The Illinois States Attorneys Association objected to the changes, as the Attorney General and the PAC acquired an expanded role under the new law. The Association suggested that the role of the state's attorney should be expanded instead. As of 2019, the PAC employed 13 full-time attorneys, three supervisors, and four support staff.

From 2013 through 2021, the PAC processed approximately 3,500 FOIA complaints and 360 OMA complaints per year, and that volume dropped by over 10 percent in 2022. The Attorney General's office attributed the decline to better training for public officials.

== Reception ==
After receiving its new enforcement powers, the PAC quickly became backlogged, handling nearly 6,500 requests for review from January 2010 through April 2011. Requesters often had to wait over 3 months before their appeals were resolved. Nonetheless, supporters viewed the backlog as a sign of growing pains and an expected outcome of the new enforcement mechanisms. Terry Pastika, executive director of the Citizen Advocacy Center, viewed the new appeals process as an "enormous improvement" from before, despite the delays.
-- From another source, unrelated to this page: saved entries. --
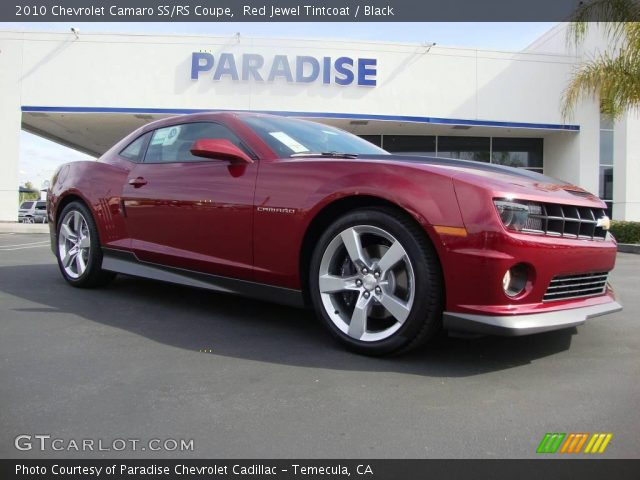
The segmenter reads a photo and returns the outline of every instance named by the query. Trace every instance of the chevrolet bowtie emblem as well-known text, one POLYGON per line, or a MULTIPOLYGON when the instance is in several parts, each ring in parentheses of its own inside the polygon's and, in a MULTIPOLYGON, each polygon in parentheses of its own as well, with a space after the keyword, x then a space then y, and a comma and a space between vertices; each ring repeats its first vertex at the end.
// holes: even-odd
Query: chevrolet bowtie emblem
POLYGON ((600 217, 596 222, 596 226, 602 228, 603 230, 609 230, 611 228, 611 220, 606 215, 600 217))

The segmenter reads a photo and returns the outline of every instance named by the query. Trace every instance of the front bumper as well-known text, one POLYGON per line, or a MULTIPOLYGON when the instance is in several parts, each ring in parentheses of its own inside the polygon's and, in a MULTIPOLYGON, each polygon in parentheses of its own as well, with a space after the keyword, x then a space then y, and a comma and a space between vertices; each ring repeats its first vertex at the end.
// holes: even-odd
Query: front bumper
POLYGON ((589 318, 620 310, 622 305, 611 301, 599 305, 526 315, 498 316, 444 312, 442 318, 444 328, 451 332, 520 336, 575 327, 582 325, 589 318))

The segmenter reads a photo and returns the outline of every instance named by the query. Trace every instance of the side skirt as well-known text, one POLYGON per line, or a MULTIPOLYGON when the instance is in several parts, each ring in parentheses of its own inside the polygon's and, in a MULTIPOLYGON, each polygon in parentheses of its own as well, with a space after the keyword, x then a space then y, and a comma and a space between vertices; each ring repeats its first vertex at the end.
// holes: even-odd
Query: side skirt
POLYGON ((143 262, 134 253, 123 250, 103 248, 102 254, 102 268, 111 272, 242 295, 292 307, 304 307, 300 290, 143 262))

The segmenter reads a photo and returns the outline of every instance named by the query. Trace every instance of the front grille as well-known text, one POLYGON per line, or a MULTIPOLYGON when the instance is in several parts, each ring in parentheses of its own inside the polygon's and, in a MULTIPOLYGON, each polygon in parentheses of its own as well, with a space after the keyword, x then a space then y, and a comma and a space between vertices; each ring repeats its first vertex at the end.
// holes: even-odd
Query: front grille
POLYGON ((608 275, 608 272, 594 272, 554 277, 549 283, 543 300, 552 302, 568 298, 602 295, 607 288, 608 275))
POLYGON ((529 220, 523 232, 585 240, 603 240, 607 236, 607 231, 598 226, 598 219, 606 216, 602 208, 537 202, 528 205, 529 220))

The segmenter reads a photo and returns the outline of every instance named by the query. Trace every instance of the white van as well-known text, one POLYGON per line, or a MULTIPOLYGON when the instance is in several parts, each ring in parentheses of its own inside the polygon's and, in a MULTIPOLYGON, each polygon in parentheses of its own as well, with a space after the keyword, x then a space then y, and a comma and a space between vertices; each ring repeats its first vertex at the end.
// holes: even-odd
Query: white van
POLYGON ((18 210, 18 221, 21 223, 47 223, 47 202, 44 200, 22 202, 20 210, 18 210))

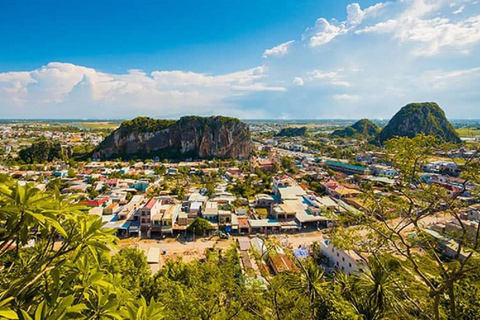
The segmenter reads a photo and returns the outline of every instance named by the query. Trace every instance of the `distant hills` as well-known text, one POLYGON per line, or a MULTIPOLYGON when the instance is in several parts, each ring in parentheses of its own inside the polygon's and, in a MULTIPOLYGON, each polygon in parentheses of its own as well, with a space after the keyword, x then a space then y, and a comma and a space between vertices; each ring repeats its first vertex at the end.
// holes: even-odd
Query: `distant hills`
POLYGON ((418 134, 435 136, 444 142, 461 140, 435 102, 410 103, 398 111, 375 138, 377 144, 394 137, 413 138, 418 134))
POLYGON ((248 125, 230 117, 180 120, 138 117, 124 121, 100 143, 94 158, 236 158, 252 151, 248 125))
POLYGON ((381 130, 370 120, 362 119, 349 127, 335 130, 330 137, 364 138, 383 145, 394 137, 413 138, 419 134, 434 136, 443 142, 461 142, 445 113, 435 102, 407 104, 381 130))
POLYGON ((335 130, 330 134, 332 138, 373 138, 380 131, 380 128, 368 119, 362 119, 353 125, 335 130))

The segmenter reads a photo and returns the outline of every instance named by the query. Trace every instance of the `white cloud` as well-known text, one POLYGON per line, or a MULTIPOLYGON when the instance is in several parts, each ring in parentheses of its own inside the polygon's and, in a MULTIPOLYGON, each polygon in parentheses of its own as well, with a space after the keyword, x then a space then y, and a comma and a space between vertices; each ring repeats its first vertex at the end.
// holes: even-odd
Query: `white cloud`
POLYGON ((453 11, 452 13, 453 14, 460 14, 463 12, 463 10, 465 10, 465 5, 463 6, 460 6, 460 8, 458 8, 457 10, 453 11))
MULTIPOLYGON (((218 76, 185 71, 147 75, 140 70, 110 74, 52 62, 29 72, 0 73, 0 103, 12 106, 0 110, 0 117, 216 113, 231 108, 230 98, 285 90, 266 84, 265 72, 257 67, 218 76)), ((228 112, 241 114, 235 108, 228 112)))
POLYGON ((480 73, 480 67, 447 72, 447 73, 444 73, 444 74, 441 74, 441 75, 437 76, 436 79, 457 78, 457 77, 462 77, 462 76, 469 75, 469 74, 472 74, 472 73, 480 73))
POLYGON ((343 77, 337 71, 325 72, 320 69, 316 69, 307 73, 307 81, 320 81, 324 85, 350 87, 350 83, 343 79, 343 77))
POLYGON ((365 17, 365 12, 358 3, 352 3, 347 6, 347 22, 351 25, 360 24, 365 17))
POLYGON ((301 77, 295 77, 293 78, 293 84, 297 86, 303 86, 305 84, 305 80, 301 77))
POLYGON ((388 118, 413 101, 480 118, 480 6, 451 3, 352 3, 343 21, 319 17, 298 39, 259 52, 263 66, 220 75, 113 74, 56 62, 0 73, 0 118, 388 118))
MULTIPOLYGON (((416 44, 412 53, 421 56, 436 55, 444 48, 465 50, 465 47, 480 42, 480 15, 471 15, 455 21, 453 16, 447 18, 441 14, 444 13, 442 8, 446 1, 404 0, 403 2, 407 4, 407 8, 396 17, 364 26, 355 33, 357 35, 392 34, 400 44, 416 44)), ((461 13, 464 9, 465 5, 462 5, 453 14, 461 13)))
POLYGON ((346 34, 348 28, 345 23, 328 22, 325 18, 320 18, 315 22, 315 26, 305 31, 310 47, 318 47, 329 43, 337 36, 346 34))
POLYGON ((263 52, 263 58, 266 59, 270 56, 273 56, 273 57, 281 57, 281 56, 284 56, 288 53, 288 50, 290 48, 290 46, 294 43, 295 41, 292 40, 292 41, 287 41, 285 43, 282 43, 282 44, 279 44, 278 46, 276 47, 273 47, 271 49, 267 49, 263 52))
POLYGON ((360 99, 360 96, 354 94, 335 94, 332 96, 334 100, 343 100, 343 101, 357 101, 360 99))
Although the PAC may issue subpoenas to obtain more information, it has declined to exercise its authority to do so. ProPublica and the Chicago Sun-Times published a report on the PAC in 2018, labeling it "an overwhelmed and inconsistent enforcement system". The PAC has rarely used its full authority to enforce FOIA and OMA, and violators have faced few consequences for ignoring the PAC's opinions. Bruce Rushton, a journalist for the Illinois Times, suggested "pull[ing] the plug on the PAC's office", contending that the Attorney General's office is too politicized to resolve disputes concerning other public bodies.
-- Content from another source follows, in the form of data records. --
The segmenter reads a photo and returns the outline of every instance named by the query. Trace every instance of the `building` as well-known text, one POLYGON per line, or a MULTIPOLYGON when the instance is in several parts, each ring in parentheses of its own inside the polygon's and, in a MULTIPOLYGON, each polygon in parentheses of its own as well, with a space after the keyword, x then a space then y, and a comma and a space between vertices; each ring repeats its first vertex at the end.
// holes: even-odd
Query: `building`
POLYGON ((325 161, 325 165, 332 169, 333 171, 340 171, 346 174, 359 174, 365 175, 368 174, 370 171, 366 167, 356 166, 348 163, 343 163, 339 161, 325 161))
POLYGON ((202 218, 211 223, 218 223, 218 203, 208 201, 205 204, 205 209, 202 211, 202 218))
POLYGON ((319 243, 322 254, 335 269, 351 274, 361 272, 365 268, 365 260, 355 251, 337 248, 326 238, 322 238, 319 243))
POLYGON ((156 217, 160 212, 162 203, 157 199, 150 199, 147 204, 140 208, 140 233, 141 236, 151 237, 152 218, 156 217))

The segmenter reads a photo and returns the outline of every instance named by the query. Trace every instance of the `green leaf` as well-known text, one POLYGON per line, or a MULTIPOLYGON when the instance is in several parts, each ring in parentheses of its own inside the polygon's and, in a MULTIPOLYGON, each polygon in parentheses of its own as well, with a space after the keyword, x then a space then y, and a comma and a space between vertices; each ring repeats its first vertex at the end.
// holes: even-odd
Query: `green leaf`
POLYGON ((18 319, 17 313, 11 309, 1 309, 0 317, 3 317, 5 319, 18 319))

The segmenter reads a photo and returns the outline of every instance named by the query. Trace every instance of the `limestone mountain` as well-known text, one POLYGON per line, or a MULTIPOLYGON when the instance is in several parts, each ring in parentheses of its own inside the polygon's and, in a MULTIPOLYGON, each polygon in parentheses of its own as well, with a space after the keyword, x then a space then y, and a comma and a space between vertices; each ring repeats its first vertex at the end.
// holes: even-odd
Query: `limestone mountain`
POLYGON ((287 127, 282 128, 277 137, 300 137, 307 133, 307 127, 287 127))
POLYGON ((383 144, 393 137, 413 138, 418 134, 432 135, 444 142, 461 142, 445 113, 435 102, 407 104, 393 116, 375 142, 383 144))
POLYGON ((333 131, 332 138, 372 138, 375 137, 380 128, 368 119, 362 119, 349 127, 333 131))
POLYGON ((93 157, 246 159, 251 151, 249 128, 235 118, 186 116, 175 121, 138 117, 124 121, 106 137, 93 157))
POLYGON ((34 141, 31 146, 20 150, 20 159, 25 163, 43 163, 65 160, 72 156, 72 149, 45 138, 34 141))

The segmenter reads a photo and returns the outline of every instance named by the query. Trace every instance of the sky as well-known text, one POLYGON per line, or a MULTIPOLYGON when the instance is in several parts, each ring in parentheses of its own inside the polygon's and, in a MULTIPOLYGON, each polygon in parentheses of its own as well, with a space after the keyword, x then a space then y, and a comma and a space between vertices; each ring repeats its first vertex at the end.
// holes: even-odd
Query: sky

ProPublica further criticized the PAC's weak enforcement actions in the aftermath of the murder of Laquan McDonald by an officer of the Chicago Police Department in October 2014. A lawsuit filed in the Circuit Court of Cook County was instrumental in securing the release of a video recording of McDonald's murder in November 2015, while the PAC's involvement was delayed and its opinion non-binding. By 2018, journalists and citizen activists filed at least 10 appeals to the PAC after Chicago officials blocked requests for records related to the incident, but most appeals stayed open for several months or years. The PAC issued one binding opinion in this matter, Public Access Opinion 16006, ordering the Police Department to release private emails from officers related to McDonald's murder.